Background: Physical fitness and level of regular exercise are closely related to cardiovascular health. A regimen of regular intensity-controlled treadmill exercise was implemented and withdrawn to identify cellular mechanisms associated with exercise capacity and maximal oxygen uptake (VO2max).

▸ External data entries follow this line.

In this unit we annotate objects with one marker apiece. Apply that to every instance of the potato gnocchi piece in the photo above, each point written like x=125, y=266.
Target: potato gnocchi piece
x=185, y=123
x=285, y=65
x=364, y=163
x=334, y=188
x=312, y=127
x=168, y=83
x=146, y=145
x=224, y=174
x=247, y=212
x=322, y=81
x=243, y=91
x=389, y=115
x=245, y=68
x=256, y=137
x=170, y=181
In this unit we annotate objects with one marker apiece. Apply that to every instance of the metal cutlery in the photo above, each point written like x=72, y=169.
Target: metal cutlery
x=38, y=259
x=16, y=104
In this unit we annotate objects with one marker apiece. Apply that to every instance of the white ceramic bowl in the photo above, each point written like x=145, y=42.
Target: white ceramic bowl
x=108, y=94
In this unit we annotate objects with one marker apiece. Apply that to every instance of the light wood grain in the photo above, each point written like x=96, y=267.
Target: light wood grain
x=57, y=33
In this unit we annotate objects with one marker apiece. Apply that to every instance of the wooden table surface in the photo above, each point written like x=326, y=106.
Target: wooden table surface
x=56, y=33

Methods and results: Time-dependent associations between cardiomyocyte dimensions, contractile capacity, and VO2max were assessed in adult rats after high-level intensity-controlled treadmill running for 2, 4, 8, and 13 weeks and detraining for 2 and 4 weeks. With training, cardiomyocyte length, relaxation, shortening, Ca2+ decay, and estimated cell volume correlated with increased VO2max (r=0.92, -0.92, 0.88, -0.84, 0.73; P<0.01). Multiple regression analysis identified cell length, relaxation, and Ca2+ decay as the main explanatory variables for VO2max (R2=0.87, P<0.02). When training stopped, exercise-gained VO2max decreased 50% within 2 weeks and stabilized at 5% above sedentary controls after 4 weeks. Cardiomyocyte size regressed in parallel with VO2max and remained (9%) above sedentary after 4 weeks, whereas cardiomyocyte shortening, contraction/relaxation- and Ca2+-transient time courses, and endothelium-dependent vasorelaxation regressed completely within 2 to 4 weeks of detraining. Cardiomyocyte length, estimated cell volume, width, shortening, and Ca2+ decay and endothelium-dependent arterial relaxation all correlated with VO2max (r=0.85, 0.84, 0.75, 0.63, -0.54, -0.37; P<0.01). Multiple regression identified cardiomyocyte length and vasorelaxation as the main determinants for regressed VO2max during detraining (R2=0.76, P=0.02).
Conclusions: Cardiovascular adaptation to regular exercise is highly dynamic. On detraining, most of the exercise-gained aerobic fitness acquired over 2 to 3 months is lost within 2 to 4 weeks. The close association between cardiomyocyte dimensions, contractile capacity, arterial relaxation, and aerobic fitness suggests cellular mechanisms underlying these changes.